EA Responds to Criticism of Titanfall 2 Releasing So Closely to Battlefield 1
Both games "fulfill very different motivations in what a player is looking for," EA CEO Andrew Wilson says.
Titanfall 2 released this past Friday, October 28, and received much praise from critics. Despite the glowing reviews, analysts believe the shooter's sales will be "substantially disappointing" because of it releasing a week after Battlefield 1 and a week before Call of Duty: Infinite Warfare.
In today's earnings call, EA CEO Andrew Wilson was asked if he'd do things differently in the future and refrain from releasing future shooters so closely to each other.
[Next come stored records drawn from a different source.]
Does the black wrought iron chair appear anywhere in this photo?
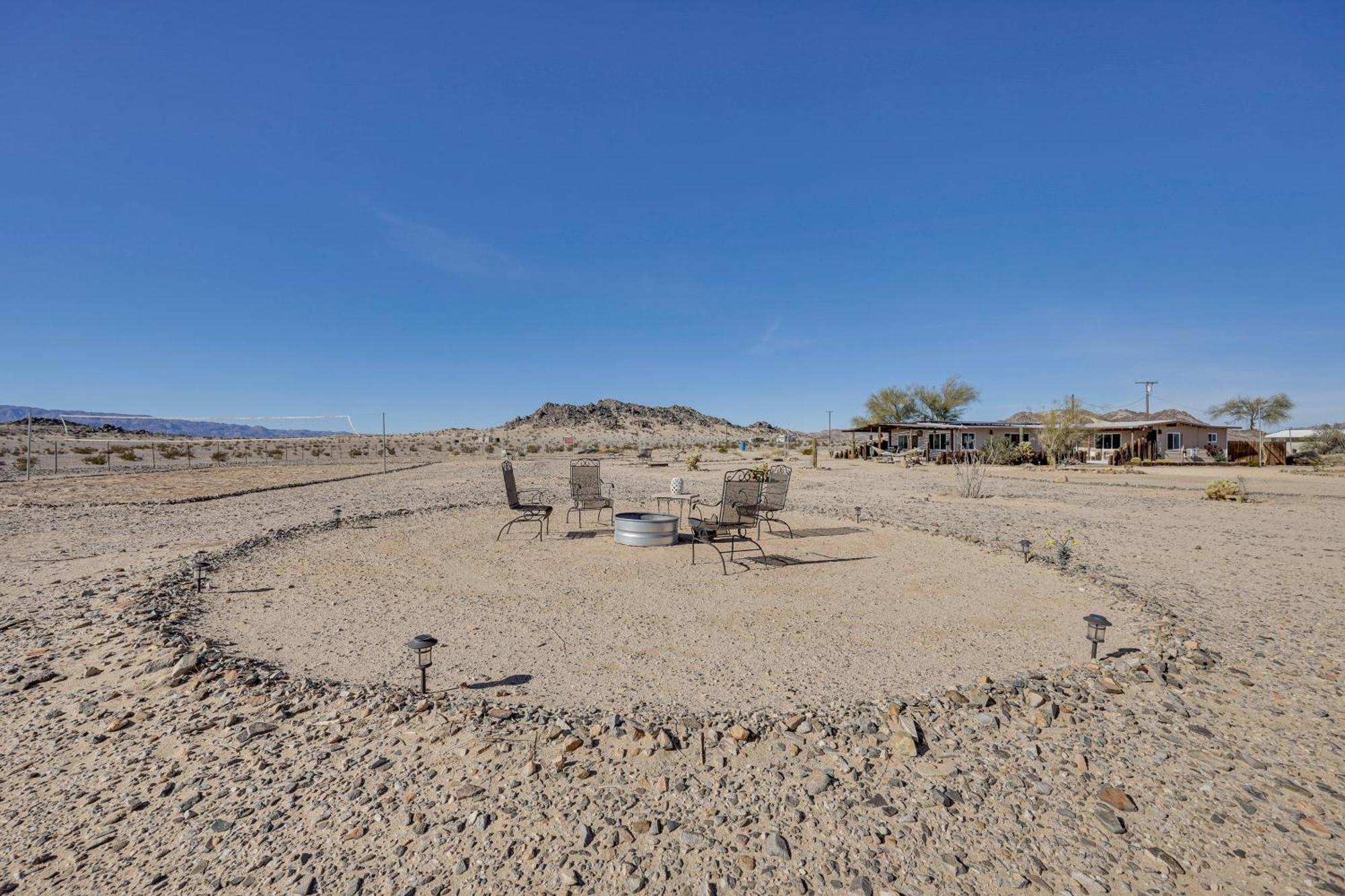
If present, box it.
[495,460,551,541]
[752,464,794,538]
[690,470,765,576]
[565,460,616,526]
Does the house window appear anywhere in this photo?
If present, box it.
[1093,432,1120,451]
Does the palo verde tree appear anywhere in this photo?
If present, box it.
[854,376,981,426]
[854,386,920,426]
[1037,395,1089,464]
[1209,391,1294,463]
[915,376,981,422]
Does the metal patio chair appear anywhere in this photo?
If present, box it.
[565,460,616,526]
[495,460,551,541]
[690,470,765,576]
[752,464,794,538]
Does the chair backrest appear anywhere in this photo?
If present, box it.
[720,470,761,526]
[500,460,518,507]
[761,464,792,510]
[570,460,603,498]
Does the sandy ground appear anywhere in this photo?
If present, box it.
[0,458,1345,896]
[204,510,1131,710]
[0,462,425,506]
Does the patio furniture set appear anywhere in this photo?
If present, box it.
[495,459,794,575]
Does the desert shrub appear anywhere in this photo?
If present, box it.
[1205,479,1247,501]
[1305,423,1345,455]
[952,451,986,498]
[1046,529,1079,569]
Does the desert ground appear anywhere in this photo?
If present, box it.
[0,452,1345,896]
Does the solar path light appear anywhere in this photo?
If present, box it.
[1084,614,1111,659]
[406,635,438,694]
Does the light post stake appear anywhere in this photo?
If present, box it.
[1084,614,1111,659]
[406,635,438,694]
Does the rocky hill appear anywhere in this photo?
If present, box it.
[440,398,802,445]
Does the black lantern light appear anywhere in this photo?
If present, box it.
[191,560,210,595]
[1084,614,1111,659]
[406,635,438,694]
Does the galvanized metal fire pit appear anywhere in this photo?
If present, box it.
[612,513,679,548]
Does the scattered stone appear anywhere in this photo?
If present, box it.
[1098,787,1135,813]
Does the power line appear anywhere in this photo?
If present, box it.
[1135,379,1158,417]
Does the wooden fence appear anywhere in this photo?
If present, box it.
[1228,438,1287,464]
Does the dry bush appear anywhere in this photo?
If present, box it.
[1205,479,1247,501]
[952,451,986,498]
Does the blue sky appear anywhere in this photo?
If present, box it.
[0,0,1345,430]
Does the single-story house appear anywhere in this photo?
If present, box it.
[845,411,1228,464]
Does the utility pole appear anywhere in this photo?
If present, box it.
[1135,379,1158,417]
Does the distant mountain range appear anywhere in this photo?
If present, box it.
[0,405,342,438]
[0,398,806,444]
[443,398,802,444]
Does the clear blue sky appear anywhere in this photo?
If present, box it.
[0,0,1345,430]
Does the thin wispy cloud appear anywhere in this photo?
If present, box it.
[748,317,812,355]
[378,211,526,280]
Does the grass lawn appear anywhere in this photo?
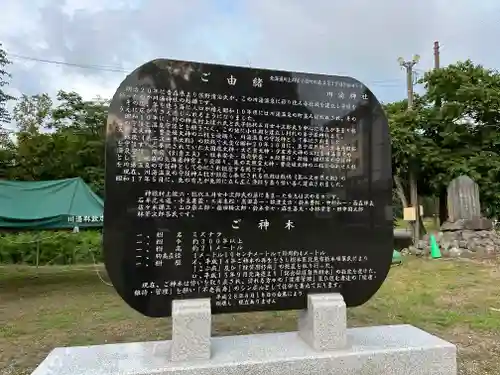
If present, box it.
[0,259,500,375]
[396,217,439,232]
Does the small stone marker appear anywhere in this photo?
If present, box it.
[104,59,393,317]
[448,176,481,222]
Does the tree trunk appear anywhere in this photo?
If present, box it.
[394,175,427,237]
[439,188,448,225]
[394,175,408,207]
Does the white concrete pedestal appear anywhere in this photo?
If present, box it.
[32,294,457,375]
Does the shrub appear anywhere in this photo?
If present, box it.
[0,230,103,265]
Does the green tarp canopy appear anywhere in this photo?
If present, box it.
[0,177,104,230]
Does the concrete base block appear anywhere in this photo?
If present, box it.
[299,293,347,351]
[170,298,212,362]
[32,325,457,375]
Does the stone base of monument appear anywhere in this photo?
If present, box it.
[408,218,500,258]
[32,294,457,375]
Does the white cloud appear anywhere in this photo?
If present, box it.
[0,0,500,118]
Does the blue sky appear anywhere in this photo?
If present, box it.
[0,0,500,126]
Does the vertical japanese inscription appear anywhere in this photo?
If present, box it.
[104,60,393,316]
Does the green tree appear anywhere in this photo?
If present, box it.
[8,91,108,195]
[386,61,500,221]
[13,94,53,135]
[0,43,15,125]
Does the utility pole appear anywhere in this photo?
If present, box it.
[434,41,446,228]
[398,55,420,245]
[434,41,439,69]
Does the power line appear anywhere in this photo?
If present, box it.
[8,53,402,87]
[8,53,131,73]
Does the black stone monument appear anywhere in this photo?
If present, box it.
[104,59,393,317]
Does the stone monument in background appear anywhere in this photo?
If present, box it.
[29,59,456,375]
[413,176,500,258]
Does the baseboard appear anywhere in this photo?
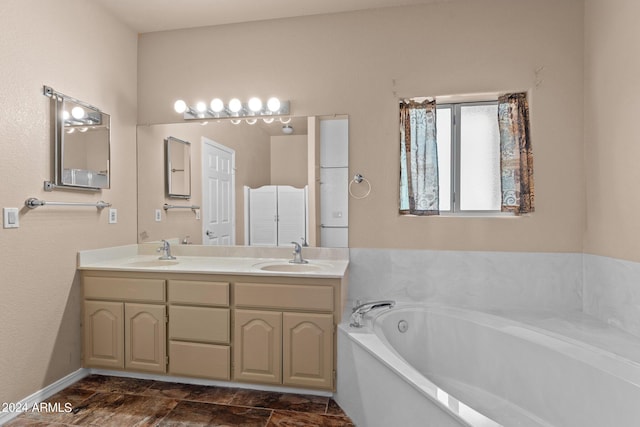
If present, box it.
[0,368,91,426]
[87,368,333,397]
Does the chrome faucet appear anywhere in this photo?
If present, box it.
[289,242,309,264]
[156,240,176,260]
[349,300,396,328]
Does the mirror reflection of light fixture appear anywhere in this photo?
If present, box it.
[282,125,293,135]
[173,97,290,123]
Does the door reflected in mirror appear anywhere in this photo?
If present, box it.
[137,116,348,247]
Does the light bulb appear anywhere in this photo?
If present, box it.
[173,99,187,114]
[211,98,224,113]
[249,97,262,113]
[229,98,242,113]
[71,107,85,120]
[267,97,280,113]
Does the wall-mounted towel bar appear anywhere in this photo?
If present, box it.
[163,203,200,211]
[24,197,111,209]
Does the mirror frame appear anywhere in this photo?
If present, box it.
[164,136,191,200]
[44,86,111,191]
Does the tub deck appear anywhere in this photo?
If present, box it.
[338,304,640,427]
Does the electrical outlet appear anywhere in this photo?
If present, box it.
[2,208,20,228]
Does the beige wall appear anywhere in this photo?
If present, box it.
[271,135,308,188]
[138,121,271,244]
[0,0,137,402]
[138,0,585,252]
[584,0,640,261]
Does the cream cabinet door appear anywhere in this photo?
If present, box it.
[83,301,124,369]
[233,310,282,384]
[124,303,167,373]
[282,313,333,388]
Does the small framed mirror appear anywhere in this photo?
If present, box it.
[44,86,111,191]
[165,136,191,199]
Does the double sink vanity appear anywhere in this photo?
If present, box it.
[78,244,349,391]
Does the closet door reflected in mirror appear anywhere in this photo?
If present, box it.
[165,136,191,199]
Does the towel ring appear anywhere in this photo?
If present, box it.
[349,173,371,199]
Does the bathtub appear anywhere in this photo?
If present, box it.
[335,304,640,427]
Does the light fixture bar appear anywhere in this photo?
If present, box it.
[174,98,290,120]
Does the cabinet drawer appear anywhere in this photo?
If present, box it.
[234,283,333,311]
[169,341,231,380]
[169,280,229,307]
[169,305,230,344]
[84,277,165,302]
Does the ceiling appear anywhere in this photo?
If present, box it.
[94,0,446,33]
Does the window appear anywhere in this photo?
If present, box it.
[400,92,535,215]
[436,101,501,213]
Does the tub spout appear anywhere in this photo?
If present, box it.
[349,300,396,328]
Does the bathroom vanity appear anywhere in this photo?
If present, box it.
[78,245,348,390]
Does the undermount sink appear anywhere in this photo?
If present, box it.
[257,262,325,273]
[129,259,180,267]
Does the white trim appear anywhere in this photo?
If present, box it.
[89,369,333,397]
[0,368,91,426]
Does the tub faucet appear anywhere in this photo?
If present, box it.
[349,300,396,328]
[289,242,309,264]
[156,240,176,260]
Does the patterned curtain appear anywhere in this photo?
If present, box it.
[498,93,534,214]
[400,100,439,215]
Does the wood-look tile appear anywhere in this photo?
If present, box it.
[158,400,271,427]
[69,393,178,427]
[74,375,155,394]
[267,411,355,427]
[4,416,64,427]
[143,382,238,404]
[230,390,329,414]
[7,386,95,425]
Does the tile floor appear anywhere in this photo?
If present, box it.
[5,375,354,427]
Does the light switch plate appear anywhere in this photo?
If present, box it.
[2,208,20,228]
[109,209,118,224]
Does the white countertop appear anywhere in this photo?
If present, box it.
[78,244,349,278]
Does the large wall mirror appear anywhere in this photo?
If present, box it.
[137,116,349,247]
[44,86,111,191]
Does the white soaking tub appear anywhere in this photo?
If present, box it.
[336,304,640,427]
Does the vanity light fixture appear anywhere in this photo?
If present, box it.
[282,125,293,135]
[173,97,289,123]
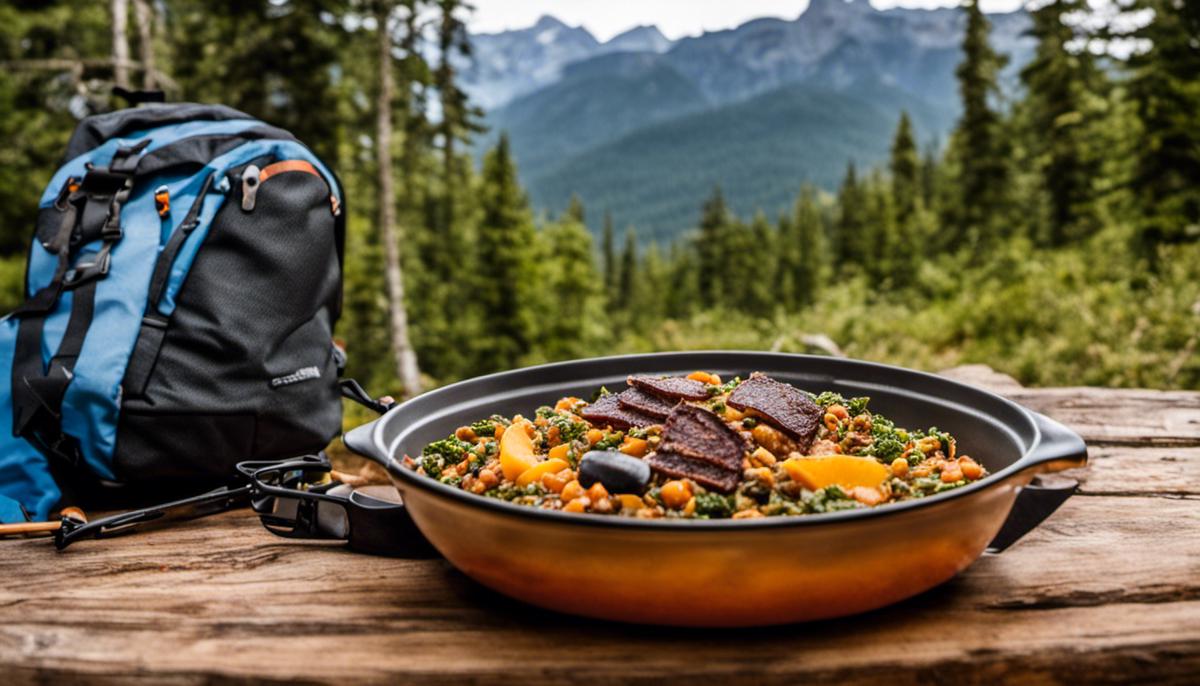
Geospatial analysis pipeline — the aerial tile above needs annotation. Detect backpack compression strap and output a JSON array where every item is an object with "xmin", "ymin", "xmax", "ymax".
[{"xmin": 12, "ymin": 140, "xmax": 150, "ymax": 465}]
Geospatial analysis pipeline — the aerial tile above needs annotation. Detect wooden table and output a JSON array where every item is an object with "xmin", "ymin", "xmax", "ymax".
[{"xmin": 0, "ymin": 367, "xmax": 1200, "ymax": 685}]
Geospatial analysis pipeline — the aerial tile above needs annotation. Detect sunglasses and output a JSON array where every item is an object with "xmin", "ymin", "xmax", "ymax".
[{"xmin": 54, "ymin": 453, "xmax": 437, "ymax": 558}]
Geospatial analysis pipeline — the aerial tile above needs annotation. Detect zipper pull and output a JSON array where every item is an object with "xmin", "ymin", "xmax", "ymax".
[{"xmin": 241, "ymin": 164, "xmax": 259, "ymax": 212}]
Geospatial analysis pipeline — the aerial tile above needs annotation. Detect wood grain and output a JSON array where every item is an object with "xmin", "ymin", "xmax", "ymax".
[{"xmin": 0, "ymin": 371, "xmax": 1200, "ymax": 685}]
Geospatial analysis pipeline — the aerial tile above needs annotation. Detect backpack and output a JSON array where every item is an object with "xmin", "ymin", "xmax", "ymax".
[{"xmin": 0, "ymin": 104, "xmax": 346, "ymax": 522}]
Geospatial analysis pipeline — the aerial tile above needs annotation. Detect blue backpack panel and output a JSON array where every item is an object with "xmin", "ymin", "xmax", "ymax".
[{"xmin": 0, "ymin": 104, "xmax": 344, "ymax": 522}]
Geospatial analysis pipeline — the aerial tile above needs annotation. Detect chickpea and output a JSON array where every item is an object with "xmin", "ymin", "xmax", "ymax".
[
  {"xmin": 917, "ymin": 435, "xmax": 942, "ymax": 455},
  {"xmin": 588, "ymin": 481, "xmax": 608, "ymax": 503},
  {"xmin": 558, "ymin": 480, "xmax": 583, "ymax": 503},
  {"xmin": 750, "ymin": 447, "xmax": 775, "ymax": 467},
  {"xmin": 750, "ymin": 422, "xmax": 796, "ymax": 455},
  {"xmin": 959, "ymin": 455, "xmax": 983, "ymax": 481},
  {"xmin": 554, "ymin": 396, "xmax": 581, "ymax": 410},
  {"xmin": 743, "ymin": 467, "xmax": 775, "ymax": 488},
  {"xmin": 942, "ymin": 464, "xmax": 962, "ymax": 483},
  {"xmin": 824, "ymin": 413, "xmax": 838, "ymax": 432},
  {"xmin": 660, "ymin": 480, "xmax": 691, "ymax": 510},
  {"xmin": 541, "ymin": 470, "xmax": 571, "ymax": 493}
]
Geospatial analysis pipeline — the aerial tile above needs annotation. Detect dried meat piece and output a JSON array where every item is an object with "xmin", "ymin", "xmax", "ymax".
[
  {"xmin": 662, "ymin": 404, "xmax": 746, "ymax": 473},
  {"xmin": 580, "ymin": 393, "xmax": 659, "ymax": 429},
  {"xmin": 646, "ymin": 450, "xmax": 742, "ymax": 493},
  {"xmin": 628, "ymin": 377, "xmax": 709, "ymax": 401},
  {"xmin": 726, "ymin": 372, "xmax": 824, "ymax": 452},
  {"xmin": 617, "ymin": 389, "xmax": 676, "ymax": 420}
]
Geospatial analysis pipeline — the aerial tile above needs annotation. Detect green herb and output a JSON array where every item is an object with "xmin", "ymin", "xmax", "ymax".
[
  {"xmin": 548, "ymin": 414, "xmax": 588, "ymax": 443},
  {"xmin": 421, "ymin": 435, "xmax": 474, "ymax": 479},
  {"xmin": 696, "ymin": 493, "xmax": 733, "ymax": 519},
  {"xmin": 592, "ymin": 431, "xmax": 625, "ymax": 450},
  {"xmin": 470, "ymin": 419, "xmax": 498, "ymax": 435}
]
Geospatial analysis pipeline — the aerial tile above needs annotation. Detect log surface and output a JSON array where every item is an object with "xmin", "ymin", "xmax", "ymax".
[{"xmin": 0, "ymin": 367, "xmax": 1200, "ymax": 685}]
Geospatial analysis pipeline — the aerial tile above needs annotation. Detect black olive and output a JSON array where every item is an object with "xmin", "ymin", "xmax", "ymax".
[{"xmin": 580, "ymin": 450, "xmax": 650, "ymax": 493}]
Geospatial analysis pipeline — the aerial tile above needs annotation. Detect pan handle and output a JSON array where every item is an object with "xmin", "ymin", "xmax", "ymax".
[
  {"xmin": 1021, "ymin": 411, "xmax": 1087, "ymax": 475},
  {"xmin": 342, "ymin": 415, "xmax": 391, "ymax": 467},
  {"xmin": 988, "ymin": 413, "xmax": 1087, "ymax": 553}
]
Wilson said that while Battlefield 1 and Titanfall 2 "have some overlap," they "fulfill very different motivations in what a player is looking for."
"We think there's really three types of players," Wilson said. "People that really love Battlefield and that kind of big strategic gameplay that will orient in that direction; the player that loves the fast, fluid, kinetic gameplay of Titanfall 2 that really orient in that direction; and the player that just has to play the two greatest shooters this year and will buy both.
"And again, we're very very excited about the quality in both titles," he continued. "We believe they both will have a long sale cycle, both this quarter through the festive season and deep into the years to come.
"And so as we think about the long game on this, we couldn't be in a better position for what we think is delivering great games to a very, very big player base."
Wilson also noted that Titanfall 2's plan to provide free DLC maps and modes "is receiving really positive feedback." EA CFO Blake Jorgensen said that the publisher plans to work with developer Respawn Entertainment on building the Titanfall franchise "for many, many years to come," noting there's "huge opportunity" to continue expanding it.
"Part of the strategy of building a franchise is you have a long view," Jorgensen explained. "You think about the business differently than you might an existing franchise like a FIFA or a Madden. What that means is we're looking for ways to not fragment the player base early, but to include [as many players] as we can to continue to build that franchise. We think that's the right strategy for a product like Titanfall."
Titanfall 2 received a score of 9/10 in GameSpot's review. Critic Mike Mahardy concluded, "In many ways, Titanfall 2 feels like the game Respawn should have made in 2013. It's a fantastic sequel. It's a fluid shooter. It's a spectacular game."